Associated with this era of civicness is the fine old library, also in yellow sandstone, now threatened with closure and demolition. Upstairs there was a small museum which recorded Grangemouth's history, from its origins as a canal town along the Forth and Clyde canal in the early 19th century, and the subsequent development of its port – once a major contact point with Scandinavia and the Baltic. Indeed, in the late 19th century it was possible to board a passenger ship from Grangemouth far up the Firth of Forth and set foot in Bergen or Stavanger. There was a regular service. No longer. This route closed up a long time ago, but worse, there is now no passenger shipping service connecting Scotland with Scandinavia. The car-ferry which long operated from Newcastle to Bergen and which served central Scotland comfortably, was closed in 2008. Remarkable, considering the centuries-long links with Scandinavia and the Baltic that all the east coast burghs had, that we are now more cut off by sea route from our nearest neighbours than we were in the days of Malcolm Canmore.

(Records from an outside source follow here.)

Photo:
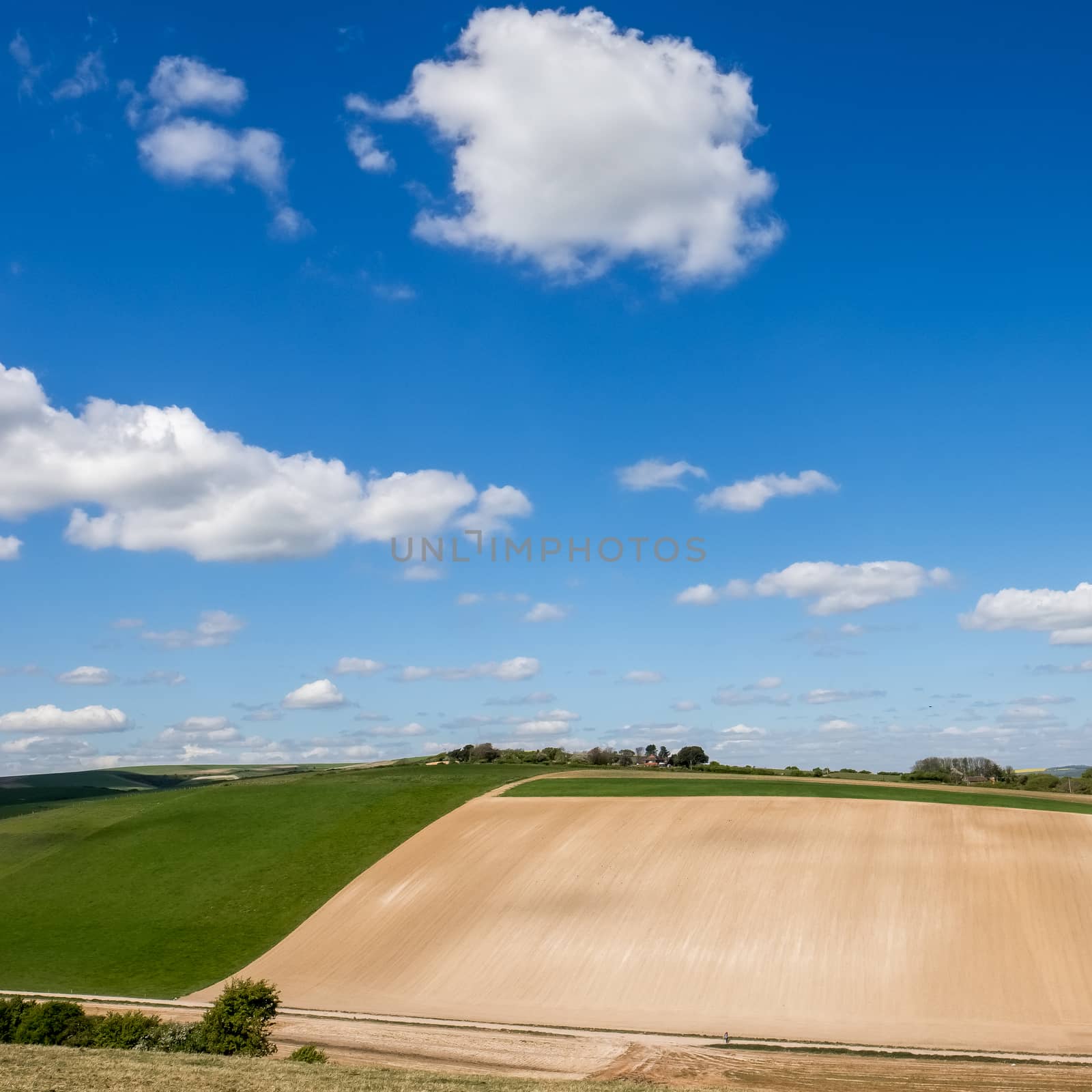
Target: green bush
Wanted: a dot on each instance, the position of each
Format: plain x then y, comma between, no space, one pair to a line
124,1031
55,1024
240,1018
11,1013
175,1039
1042,782
309,1054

But to return to my grandfather. He had angina and knew the end was near. In the week before he died he went to the Town Hall where he had invested his life's savings, and withdrew the lot. It amounted to just over £1,000, and he duly summoned my mother and her siblings to collect their 1/4 shares. I remember mum saying that he 'had gone tae the toon,' to withdraw his savings, and that was the first I was aware that there was such a thing as a municipal bank, and that you could put 'money in the toon'. It was just as well pappy took out the lot, as I have no idea what happened to these funds once Grangemouth Town Council merged with Falkirk District Council a few months later. I would dearly like to know what happened. And why municipal banks have since fallen out of practice.

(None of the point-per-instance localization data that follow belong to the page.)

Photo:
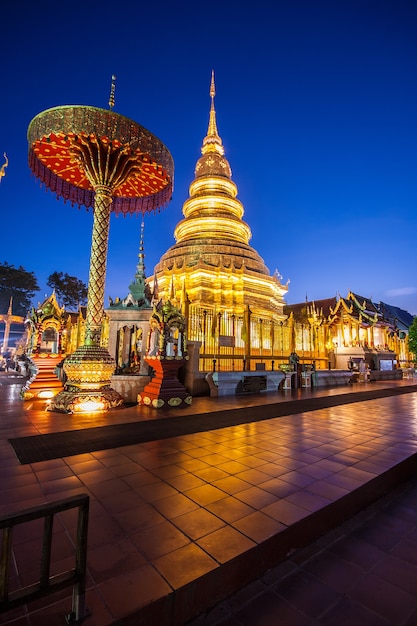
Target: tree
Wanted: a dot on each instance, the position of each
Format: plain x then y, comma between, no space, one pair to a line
70,290
412,339
18,283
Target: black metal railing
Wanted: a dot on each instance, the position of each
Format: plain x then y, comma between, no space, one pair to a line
47,584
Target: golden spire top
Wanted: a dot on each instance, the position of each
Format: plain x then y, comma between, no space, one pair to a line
112,90
3,167
212,141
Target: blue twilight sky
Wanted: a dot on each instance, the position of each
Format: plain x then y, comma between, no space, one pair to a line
316,105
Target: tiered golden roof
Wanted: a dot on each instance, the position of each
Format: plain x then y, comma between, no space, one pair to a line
212,256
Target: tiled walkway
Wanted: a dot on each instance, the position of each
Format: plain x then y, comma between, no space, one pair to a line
178,525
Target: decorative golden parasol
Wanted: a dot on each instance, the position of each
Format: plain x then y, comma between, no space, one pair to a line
100,159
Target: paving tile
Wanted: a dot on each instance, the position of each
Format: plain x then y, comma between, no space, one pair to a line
198,523
285,512
184,565
146,530
131,590
258,526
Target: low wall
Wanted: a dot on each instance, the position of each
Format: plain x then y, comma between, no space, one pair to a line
331,378
386,374
129,386
241,383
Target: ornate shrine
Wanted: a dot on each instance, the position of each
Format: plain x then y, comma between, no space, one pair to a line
100,159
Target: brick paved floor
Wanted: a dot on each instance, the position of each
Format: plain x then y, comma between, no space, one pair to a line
178,525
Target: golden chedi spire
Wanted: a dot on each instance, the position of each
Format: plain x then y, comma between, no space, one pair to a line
212,252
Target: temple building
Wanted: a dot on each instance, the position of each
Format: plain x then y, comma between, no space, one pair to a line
235,311
212,270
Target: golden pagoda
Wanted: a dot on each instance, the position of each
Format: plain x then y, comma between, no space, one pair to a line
212,269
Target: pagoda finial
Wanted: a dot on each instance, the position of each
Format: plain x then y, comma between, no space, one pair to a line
212,87
112,90
3,167
138,287
212,141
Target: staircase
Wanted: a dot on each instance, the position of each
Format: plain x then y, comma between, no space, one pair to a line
46,384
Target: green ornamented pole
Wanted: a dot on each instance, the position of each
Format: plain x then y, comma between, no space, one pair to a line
98,263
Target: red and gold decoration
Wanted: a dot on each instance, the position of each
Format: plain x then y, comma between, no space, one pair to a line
100,159
165,354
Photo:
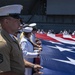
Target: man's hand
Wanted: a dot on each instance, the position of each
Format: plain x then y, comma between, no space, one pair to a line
37,67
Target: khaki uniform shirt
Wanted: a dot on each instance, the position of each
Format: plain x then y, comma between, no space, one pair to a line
10,54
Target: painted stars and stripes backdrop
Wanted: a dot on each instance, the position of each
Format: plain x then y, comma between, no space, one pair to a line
58,54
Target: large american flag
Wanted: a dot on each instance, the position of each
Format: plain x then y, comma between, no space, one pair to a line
58,54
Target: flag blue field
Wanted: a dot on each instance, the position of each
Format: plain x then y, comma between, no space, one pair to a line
58,54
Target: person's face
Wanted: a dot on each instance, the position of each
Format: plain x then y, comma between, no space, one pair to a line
13,24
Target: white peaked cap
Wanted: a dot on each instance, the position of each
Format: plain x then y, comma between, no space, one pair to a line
10,9
32,24
27,29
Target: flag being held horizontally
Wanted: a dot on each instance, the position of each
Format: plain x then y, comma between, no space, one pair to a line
58,55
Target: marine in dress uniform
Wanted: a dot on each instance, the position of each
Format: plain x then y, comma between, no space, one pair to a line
11,58
27,48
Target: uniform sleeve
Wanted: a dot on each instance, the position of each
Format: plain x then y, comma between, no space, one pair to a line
4,57
26,53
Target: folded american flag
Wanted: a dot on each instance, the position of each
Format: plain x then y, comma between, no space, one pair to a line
58,54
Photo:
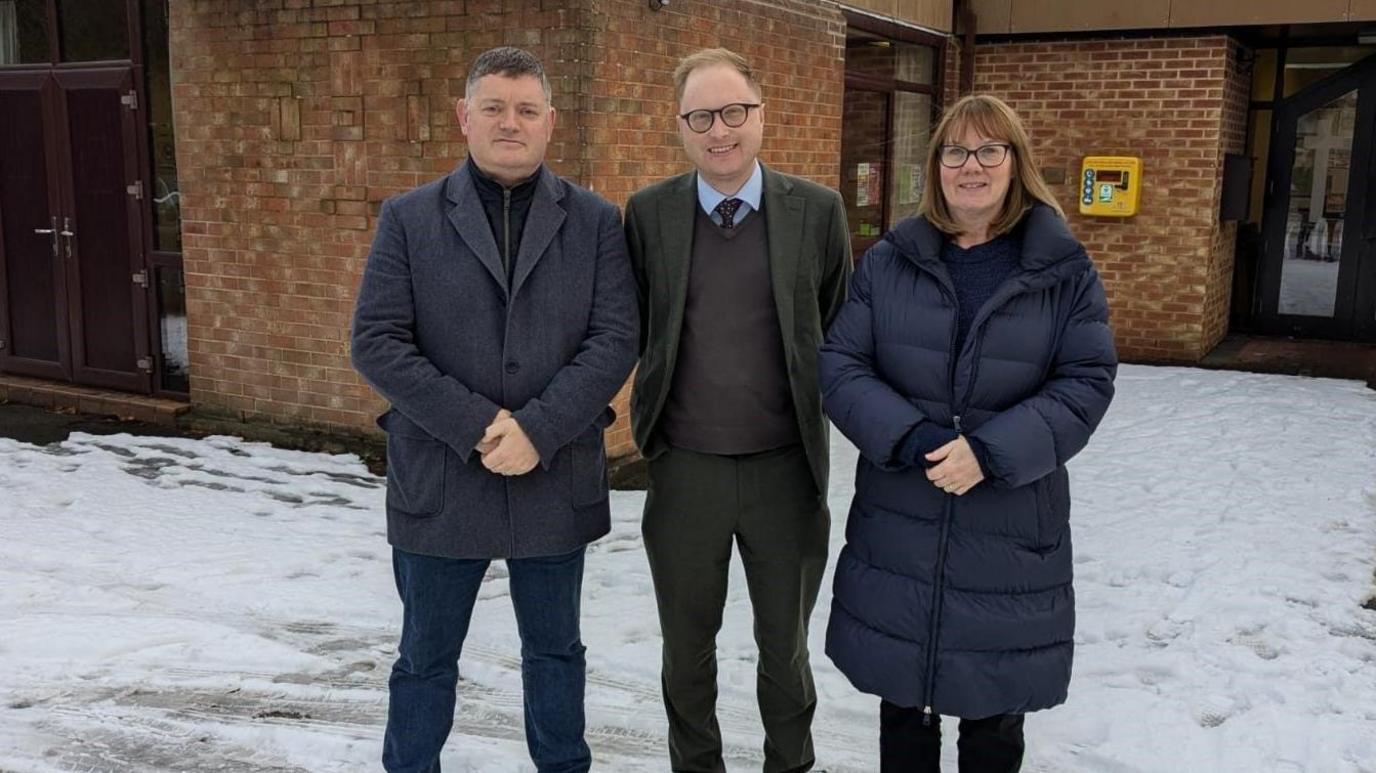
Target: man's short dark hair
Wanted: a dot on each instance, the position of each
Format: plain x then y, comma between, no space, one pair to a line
508,62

This bank evidently took deposits from a very local area, and offered security for deposits in return for moderate rates of interest. I assume 'the toon' also lent as well as received deposits. Perhaps it lent principally to itself, for its own civic purposes, receiving in addition its rates as a constant income stream and guarantor of funds? My grandfather was proud to invest in 'the toon'. It gave him a feeling of pride and belonging, and moreover, of control over his life. And happiness is largely about feeling in control of your life. You could eye-ball the bankers. They were answerable to elected councillors. Their salaries were established by local committee.

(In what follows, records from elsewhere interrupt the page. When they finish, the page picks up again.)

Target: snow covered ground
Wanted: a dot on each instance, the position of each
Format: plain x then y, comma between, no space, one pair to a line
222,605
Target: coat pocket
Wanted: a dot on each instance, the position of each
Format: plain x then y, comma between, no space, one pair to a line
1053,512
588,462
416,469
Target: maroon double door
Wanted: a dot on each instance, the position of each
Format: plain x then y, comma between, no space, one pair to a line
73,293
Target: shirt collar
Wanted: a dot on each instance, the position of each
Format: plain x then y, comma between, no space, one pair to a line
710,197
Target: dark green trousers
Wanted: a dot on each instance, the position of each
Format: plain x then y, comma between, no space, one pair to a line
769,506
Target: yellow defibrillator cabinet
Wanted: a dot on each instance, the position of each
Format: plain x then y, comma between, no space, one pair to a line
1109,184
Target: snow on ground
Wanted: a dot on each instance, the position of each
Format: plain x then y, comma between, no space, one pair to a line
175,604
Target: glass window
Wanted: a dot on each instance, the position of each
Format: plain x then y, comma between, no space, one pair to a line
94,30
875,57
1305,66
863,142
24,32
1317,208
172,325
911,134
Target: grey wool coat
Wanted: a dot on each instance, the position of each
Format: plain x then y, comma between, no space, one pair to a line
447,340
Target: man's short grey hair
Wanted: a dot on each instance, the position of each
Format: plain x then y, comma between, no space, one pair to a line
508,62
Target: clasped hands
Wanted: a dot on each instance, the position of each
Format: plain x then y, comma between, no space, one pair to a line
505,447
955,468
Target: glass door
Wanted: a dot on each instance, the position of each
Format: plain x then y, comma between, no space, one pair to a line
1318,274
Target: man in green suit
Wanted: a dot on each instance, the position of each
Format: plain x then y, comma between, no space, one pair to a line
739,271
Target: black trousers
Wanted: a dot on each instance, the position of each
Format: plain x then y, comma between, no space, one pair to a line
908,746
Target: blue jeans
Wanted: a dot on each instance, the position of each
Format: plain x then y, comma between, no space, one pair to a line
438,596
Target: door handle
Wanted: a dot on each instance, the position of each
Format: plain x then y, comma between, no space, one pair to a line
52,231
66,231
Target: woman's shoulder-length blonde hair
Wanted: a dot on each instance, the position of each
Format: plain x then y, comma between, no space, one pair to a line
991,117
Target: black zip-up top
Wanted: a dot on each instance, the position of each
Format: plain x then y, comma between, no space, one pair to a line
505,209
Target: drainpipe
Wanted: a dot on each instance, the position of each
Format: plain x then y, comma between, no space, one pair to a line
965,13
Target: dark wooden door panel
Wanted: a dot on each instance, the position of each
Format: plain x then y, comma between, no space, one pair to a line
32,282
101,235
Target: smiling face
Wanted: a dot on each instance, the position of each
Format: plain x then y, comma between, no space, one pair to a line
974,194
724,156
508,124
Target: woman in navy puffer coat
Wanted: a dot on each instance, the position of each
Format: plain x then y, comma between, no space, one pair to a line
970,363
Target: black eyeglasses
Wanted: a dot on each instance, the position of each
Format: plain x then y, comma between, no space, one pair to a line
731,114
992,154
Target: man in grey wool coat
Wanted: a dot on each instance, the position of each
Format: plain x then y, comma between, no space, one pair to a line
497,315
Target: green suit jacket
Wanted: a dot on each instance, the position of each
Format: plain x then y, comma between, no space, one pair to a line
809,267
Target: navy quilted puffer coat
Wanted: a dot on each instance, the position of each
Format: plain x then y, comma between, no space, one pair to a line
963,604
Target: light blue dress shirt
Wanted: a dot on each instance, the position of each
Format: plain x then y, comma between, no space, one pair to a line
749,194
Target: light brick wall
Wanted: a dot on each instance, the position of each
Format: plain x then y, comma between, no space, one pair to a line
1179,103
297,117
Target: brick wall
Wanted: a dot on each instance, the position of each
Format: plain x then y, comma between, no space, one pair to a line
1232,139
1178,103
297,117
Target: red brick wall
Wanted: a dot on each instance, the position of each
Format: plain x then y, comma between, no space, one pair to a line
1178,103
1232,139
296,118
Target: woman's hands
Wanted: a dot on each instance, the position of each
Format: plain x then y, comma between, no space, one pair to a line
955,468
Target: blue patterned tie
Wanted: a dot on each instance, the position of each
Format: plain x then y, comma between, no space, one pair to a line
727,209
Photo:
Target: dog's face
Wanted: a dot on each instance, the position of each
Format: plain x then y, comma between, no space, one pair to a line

This is very pertinent today, as people no longer trust banks. Commentator after commentator has spoken of the need to separate 'retail banking' (that's the ordinary business of deposits and loans so vital for mortgages and small businesses) from the dangerous business of 'investment banking' (that's casino capitalism and fat-cat salaries). Let the casino capitalists fail, they say. They take the risk – and the profit – so let them take the consequences.
Municipal banks (or at least, municipal borrowing and lending) have a long pedigree in Scottish burgh life, going back to the establishment of 'royal burghs' with considerable powers of self-government. Burghs established by royal charter had the powers of the Crown in certain delegated areas. In Europe many such medieval chartered towns like Amsterdam became 'city-states'. Alex Salmond has recently discovered when setting up his Scottish Futures Trust that the Scottish Government does not enjoy the right under the Scotland Act to borrow money from abroad as a 'corporation' and issue bonds in the way that, apparently, municipal authorities do – which may reflect their authority having derived from the erstwhile sovereign Scottish crown, pre-1603.
Municipal banks may restore public confidence, but to work they must be locally autonomous, and never hijacked by the Scottish Government.